Cuando creían que ningún judío se había librado pues empezaron con otras gentes. Gitanos, homosexuales, cristianos…
Le tocó a Maximiliano Kolbe, que había vuelto de Japón para seguir con su misión de apostolado en su país.
Acabó, como muchos otros, en Auschwitz.
Ya en el campo de concentración uno de los presos, una noche huyó por su cuenta.
El comandante de Auschwitz, rabioso perdido, quiso escarmentar al resto y eligió 10 reclusos para encerrarlos en una celda y dejarles morir de inanición.
El hombre del que os he hablado antes, Franciszek Gajowniczek, un padre de familia, fue uno de los elegidos. Maximiliano Kolbe, al enterarse, sugiere al comandante que prefiere ser él en vez de Gajowniczek quien entre en esa celda.

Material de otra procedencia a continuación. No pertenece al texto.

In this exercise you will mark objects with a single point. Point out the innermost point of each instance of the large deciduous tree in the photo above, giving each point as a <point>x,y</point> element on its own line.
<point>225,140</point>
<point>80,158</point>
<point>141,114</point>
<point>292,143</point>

Como si la Gracia también, y momentáneamente, se apoderara del comandante, este acepta y Kolbe ingresa con los otros nueve hombres.
Tras dos semanas todos han muerto. Todos menos él, que continúa rezando el rosario, cosa que había hecho con el resto de compañeros durante esos días continuamente.
Se deciden a sacarlo, como a los tres jóvenes del horno de Nabucodonosor, pero le asesinan con una inyección de fenol el día 14 de agosto de 1941.
Hoy hace 80 años. Como Camus, Kolbe también tenía 47 años.
Ruega por nosotros «mártir de la caridad».